Effective Rate Limiting in Go: Strategies and Examples
Implementing rate limiting in a Go application can be crucial for controlling access to resources, preventing abuse, and ensuring fair usage. Here's a guide on how to set up rate limiting in Go, with examples using different methods and libraries.

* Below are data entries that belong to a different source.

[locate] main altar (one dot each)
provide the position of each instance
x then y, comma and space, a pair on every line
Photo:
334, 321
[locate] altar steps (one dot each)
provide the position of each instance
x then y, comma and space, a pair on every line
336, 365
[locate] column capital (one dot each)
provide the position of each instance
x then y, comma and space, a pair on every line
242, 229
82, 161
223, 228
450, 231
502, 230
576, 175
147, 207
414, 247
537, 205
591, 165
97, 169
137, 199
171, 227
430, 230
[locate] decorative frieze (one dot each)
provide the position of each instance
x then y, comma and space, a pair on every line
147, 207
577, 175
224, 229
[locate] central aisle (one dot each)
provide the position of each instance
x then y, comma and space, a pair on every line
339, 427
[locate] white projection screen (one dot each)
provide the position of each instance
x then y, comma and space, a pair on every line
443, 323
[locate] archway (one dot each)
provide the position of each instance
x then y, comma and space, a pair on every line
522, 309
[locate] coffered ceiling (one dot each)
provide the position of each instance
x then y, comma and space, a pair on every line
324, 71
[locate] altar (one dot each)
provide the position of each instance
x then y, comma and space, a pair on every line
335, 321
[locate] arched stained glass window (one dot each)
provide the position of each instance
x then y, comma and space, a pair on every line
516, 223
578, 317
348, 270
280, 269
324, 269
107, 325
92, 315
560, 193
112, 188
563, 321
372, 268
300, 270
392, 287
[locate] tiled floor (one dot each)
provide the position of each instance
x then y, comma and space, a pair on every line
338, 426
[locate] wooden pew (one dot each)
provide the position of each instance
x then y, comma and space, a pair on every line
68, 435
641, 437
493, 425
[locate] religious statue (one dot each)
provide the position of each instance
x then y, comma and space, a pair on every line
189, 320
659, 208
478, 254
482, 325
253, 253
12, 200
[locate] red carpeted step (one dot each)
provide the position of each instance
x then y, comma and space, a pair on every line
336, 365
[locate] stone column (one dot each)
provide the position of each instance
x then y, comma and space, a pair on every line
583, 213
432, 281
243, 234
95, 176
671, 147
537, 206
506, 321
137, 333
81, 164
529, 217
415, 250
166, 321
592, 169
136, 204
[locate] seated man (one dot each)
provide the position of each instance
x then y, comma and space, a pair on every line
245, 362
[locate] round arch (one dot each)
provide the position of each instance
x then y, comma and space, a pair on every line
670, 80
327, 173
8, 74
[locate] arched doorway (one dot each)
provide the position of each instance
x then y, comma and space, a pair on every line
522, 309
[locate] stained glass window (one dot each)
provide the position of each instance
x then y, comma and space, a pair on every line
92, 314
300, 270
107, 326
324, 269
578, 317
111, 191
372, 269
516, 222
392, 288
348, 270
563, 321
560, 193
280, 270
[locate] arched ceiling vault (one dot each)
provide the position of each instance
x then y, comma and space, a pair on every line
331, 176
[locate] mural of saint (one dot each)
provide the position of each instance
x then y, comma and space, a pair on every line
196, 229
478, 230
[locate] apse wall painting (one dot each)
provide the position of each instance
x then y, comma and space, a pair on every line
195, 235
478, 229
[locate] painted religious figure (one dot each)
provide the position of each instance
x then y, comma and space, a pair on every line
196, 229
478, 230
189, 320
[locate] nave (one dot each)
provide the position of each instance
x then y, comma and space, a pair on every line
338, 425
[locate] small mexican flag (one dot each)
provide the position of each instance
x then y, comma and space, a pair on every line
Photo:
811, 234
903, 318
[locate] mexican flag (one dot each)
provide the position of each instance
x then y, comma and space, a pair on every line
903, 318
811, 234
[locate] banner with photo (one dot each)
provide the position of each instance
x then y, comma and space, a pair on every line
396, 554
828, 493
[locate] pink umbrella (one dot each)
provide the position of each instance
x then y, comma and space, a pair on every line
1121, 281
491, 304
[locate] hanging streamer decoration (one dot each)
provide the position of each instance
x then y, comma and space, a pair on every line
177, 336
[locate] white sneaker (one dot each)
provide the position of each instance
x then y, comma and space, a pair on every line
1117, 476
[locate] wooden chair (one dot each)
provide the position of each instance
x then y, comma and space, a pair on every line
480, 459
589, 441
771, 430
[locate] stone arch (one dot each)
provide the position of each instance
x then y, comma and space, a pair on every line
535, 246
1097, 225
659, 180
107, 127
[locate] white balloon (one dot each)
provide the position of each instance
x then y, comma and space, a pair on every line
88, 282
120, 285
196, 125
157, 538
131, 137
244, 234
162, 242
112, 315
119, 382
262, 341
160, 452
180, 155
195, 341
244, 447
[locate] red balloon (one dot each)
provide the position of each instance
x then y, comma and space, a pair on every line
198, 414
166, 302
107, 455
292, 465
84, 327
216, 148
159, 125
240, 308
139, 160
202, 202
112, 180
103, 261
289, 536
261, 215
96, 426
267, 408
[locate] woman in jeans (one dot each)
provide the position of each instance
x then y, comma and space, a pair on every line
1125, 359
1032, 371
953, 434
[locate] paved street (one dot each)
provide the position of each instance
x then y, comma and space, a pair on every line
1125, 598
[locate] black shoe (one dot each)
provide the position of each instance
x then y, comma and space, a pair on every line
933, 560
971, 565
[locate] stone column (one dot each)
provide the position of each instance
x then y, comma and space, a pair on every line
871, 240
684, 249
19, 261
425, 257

Using golang.org/x/time/rate Package
The golang.org/x/time/rate package is a standard and straightforward way to implement rate limiting in Go.
Example
package main
import (
"fmt"
"log"
"net/http"
"time"
"golang.org/x/time/rate"
)
var rateLimiter *rate.Limiter
func init() {
// Limit to 5 requests per second
rateLimiter = rate.NewLimiter(5, 5)
}
func rateLimitedHandler(w http.ResponseWriter, r *http.Request) {
if !rateLimiter.Allow() {
http.Error(w, "Too Many Requests", http.StatusTooManyRequests)
return
}
// Simulate work
fmt.Fprintln(w, "Request successful!")
}
func main() {
http.HandleFunc("/", rateLimitedHandler)
log.Fatal(http.ListenAndServe(":8080", nil))
}
Burst Mode
The rate.NewLimiter function takes two arguments:
- Rate:
5requests per second. - Burst: Allows up to
5requests to burst in a shorter time window.
Custom Middleware for Rate Limiting
You can create custom middleware to apply rate limiting to specific routes in your HTTP server.
Example
package main
import (
"fmt"
"log"
"net/http"
"time"
"golang.org/x/time/rate"
)
type rateLimiter struct {
limiter *rate.Limiter
}
func newRateLimiter(r rate.Limit, b int) *rateLimiter {
return &rateLimiter{limiter: rate.NewLimiter(r, b)}
}
func (rl *rateLimiter) limit(next http.Handler) http.Handler {
return http.HandlerFunc(func(w http.ResponseWriter, r *http.Request) {
if !rl.limiter.Allow() {
http.Error(w, "Too Many Requests", http.StatusTooManyRequests)
return
}
next.ServeHTTP(w, r)
})
}
func main() {
limiter := newRateLimiter(2, 5) // 2 requests per second with a burst of 5
handler := limiter.limit(http.HandlerFunc(func(w http.ResponseWriter, r *http.Request) {
fmt.Fprintln(w, "Request successful!")
}))
http.Handle("/", handler)
log.Fatal(http.ListenAndServe(":8080", nil))
}
Using Fixed Windows for Rate Limiting
Fixed window rate limiting can be implemented using a map and a time window.
Example
package main
import (
"fmt"
"log"
"net/http"
"sync"
"time"
)
var (
rateLimitWindow = 1 * time.Minute
rateLimit = 10
clients = make(map[string]int)
mu sync.Mutex
)
func rateLimitedHandler(w http.ResponseWriter, r *http.Request) {
mu.Lock()
defer mu.Unlock()
clientIP := r.RemoteAddr
// Reset the count based on time window
if count, found := clients[clientIP]; found {
if count >= rateLimit {
http.Error(w, "Too Many Requests", http.StatusTooManyRequests)
return
}
clients[clientIP]++
} else {
clients[clientIP] = 1
go func() {
time.Sleep(rateLimitWindow)
mu.Lock()
delete(clients, clientIP)
mu.Unlock()
}()
}
// Simulate work
fmt.Fprintln(w, "Request successful!")
}
func main() {
http.HandleFunc("/", rateLimitedHandler)
log.Fatal(http.ListenAndServe(":8080", nil))
}
Using Redis for Distributed Rate Limiting
Using Redis can help in implementing rate limiting across multiple distributed instances of an application.
Example
package main
import (
"fmt"
"github.com/go-redis/redis/v8"
"golang.org/x/net/context"
"net/http"
"time"
)
var (
rdb = redis.NewClient(&redis.Options{
Addr: "localhost:6379",
})
ctx = context.Background()
)
func rateLimitedHandler(w http.ResponseWriter, r *http.Request) {
clientIP := r.RemoteAddr
key := "rate_limit:" + clientIP
// Increment the rate limit counter in Redis
count, err := rdb.Incr(ctx, key).Result()
if err != nil {
http.Error(w, fmt.Sprintf("Redis error: %v", err), http.StatusInternalServerError)
return
}
// Set expiration on the key for the fixed window
if count == 1 {
rdb.Expire(ctx, key, time.Minute)
}
// Limit to 10 requests per minute
if count > 10 {
http.Error(w, "Too Many Requests", http.StatusTooManyRequests)
return
}
fmt.Fprintln(w, "Request successful!")
}
func main() {
http.HandleFunc("/", rateLimitedHandler)
http.ListenAndServe(":8080", nil)
}
By using these approaches, you can implement effective rate limiting in your Go applications, whether you are dealing with simple scenarios or complex, distributed environments.